The world is in flux. 

Yesterday, Moscow ordered companies to reduce oil output in the second quarter to meet a production target of 9 million barrels per day (bpd) by the end of June. According to three industry sources, that’s in-line with its pledges to the producer group OPEC+. 

At the same time, China  warned the US that "the elephant in the room that will always shake the foundations of any attempts to build better relations, is the Taiwan question.” Any attempts to exploit the Taiwan question, which is an internal affair of China, will always call into question the US's sincerity and its commitment to mending relations. 

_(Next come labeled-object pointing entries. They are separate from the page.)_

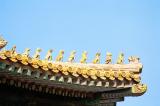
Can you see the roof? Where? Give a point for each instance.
(73, 76)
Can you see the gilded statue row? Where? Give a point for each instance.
(71, 58)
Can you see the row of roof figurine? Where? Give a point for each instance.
(71, 58)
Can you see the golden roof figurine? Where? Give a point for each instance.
(97, 58)
(37, 53)
(72, 56)
(60, 56)
(84, 57)
(49, 55)
(120, 59)
(108, 58)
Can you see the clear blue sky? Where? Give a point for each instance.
(130, 26)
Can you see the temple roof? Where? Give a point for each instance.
(76, 76)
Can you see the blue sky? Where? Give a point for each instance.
(129, 26)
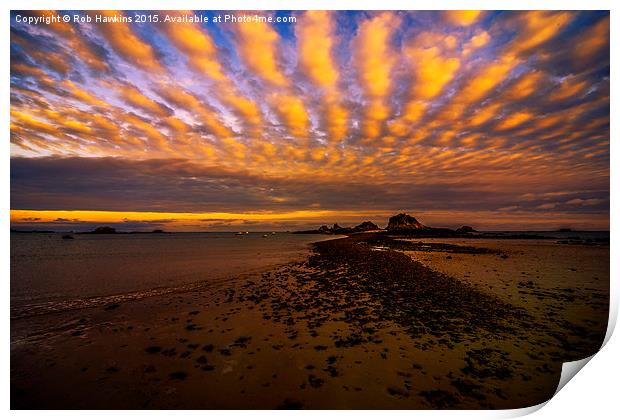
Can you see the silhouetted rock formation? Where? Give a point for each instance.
(339, 230)
(366, 226)
(403, 222)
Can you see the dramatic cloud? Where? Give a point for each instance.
(496, 118)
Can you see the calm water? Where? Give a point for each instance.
(51, 273)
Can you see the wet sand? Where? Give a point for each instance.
(364, 322)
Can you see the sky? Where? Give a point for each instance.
(499, 120)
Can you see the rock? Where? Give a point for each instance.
(404, 222)
(365, 226)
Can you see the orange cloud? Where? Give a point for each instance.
(197, 46)
(76, 45)
(375, 59)
(136, 98)
(292, 112)
(462, 17)
(524, 86)
(181, 98)
(432, 69)
(537, 27)
(315, 42)
(569, 87)
(479, 40)
(314, 34)
(514, 120)
(258, 45)
(128, 45)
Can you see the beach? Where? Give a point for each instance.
(369, 321)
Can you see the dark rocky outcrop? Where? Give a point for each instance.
(336, 229)
(366, 226)
(104, 230)
(403, 222)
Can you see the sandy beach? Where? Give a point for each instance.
(368, 321)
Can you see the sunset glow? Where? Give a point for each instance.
(498, 119)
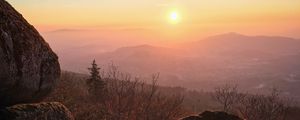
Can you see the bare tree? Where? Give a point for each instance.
(227, 96)
(129, 98)
(265, 107)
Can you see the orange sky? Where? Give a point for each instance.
(143, 19)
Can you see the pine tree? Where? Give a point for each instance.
(95, 83)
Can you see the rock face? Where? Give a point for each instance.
(42, 111)
(207, 115)
(29, 68)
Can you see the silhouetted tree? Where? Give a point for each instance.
(227, 96)
(95, 83)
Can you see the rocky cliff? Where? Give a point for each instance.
(29, 68)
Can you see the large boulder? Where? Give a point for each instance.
(29, 68)
(207, 115)
(41, 111)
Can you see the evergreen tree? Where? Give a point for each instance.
(95, 83)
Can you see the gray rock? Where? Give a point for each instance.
(29, 69)
(42, 111)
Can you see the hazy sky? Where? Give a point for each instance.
(197, 17)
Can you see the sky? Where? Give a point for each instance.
(144, 18)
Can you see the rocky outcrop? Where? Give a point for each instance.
(207, 115)
(29, 68)
(42, 111)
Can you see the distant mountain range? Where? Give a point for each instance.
(254, 62)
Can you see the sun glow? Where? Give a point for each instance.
(174, 17)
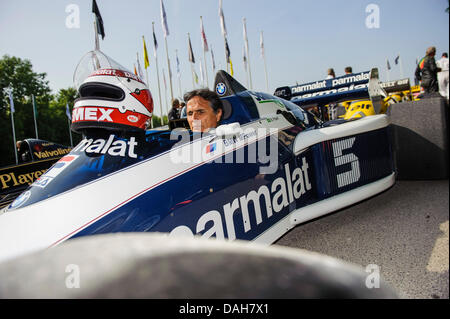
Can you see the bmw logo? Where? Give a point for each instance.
(221, 88)
(20, 200)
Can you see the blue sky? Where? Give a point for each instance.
(302, 39)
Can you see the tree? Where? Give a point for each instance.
(51, 110)
(18, 74)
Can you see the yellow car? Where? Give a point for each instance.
(360, 108)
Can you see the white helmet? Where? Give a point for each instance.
(111, 97)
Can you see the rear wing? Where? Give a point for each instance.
(330, 89)
(348, 87)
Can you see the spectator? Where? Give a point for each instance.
(174, 113)
(427, 70)
(331, 74)
(183, 110)
(443, 75)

Houthi rebels in Yemen are said to have hypersonic missiles, while Israel’s deadliest foe, the Lebanese Hezbollah is at risk of an all-out war after the U.N. vote, and Israel called off meetings with the U.S. about Rafah, as relations grow more tense. I don’t think Xi would have thought in a million years that Putin would be bogged down in Ukraine over 2 years after the invasion while he is dealing with problems in his own backyard. Finally, China's economy is facing significant challenges, including declining property investment, accumulating debt risk, and weak consumption growth, all of which pose downside risks to China's growth trajectory in the near term. 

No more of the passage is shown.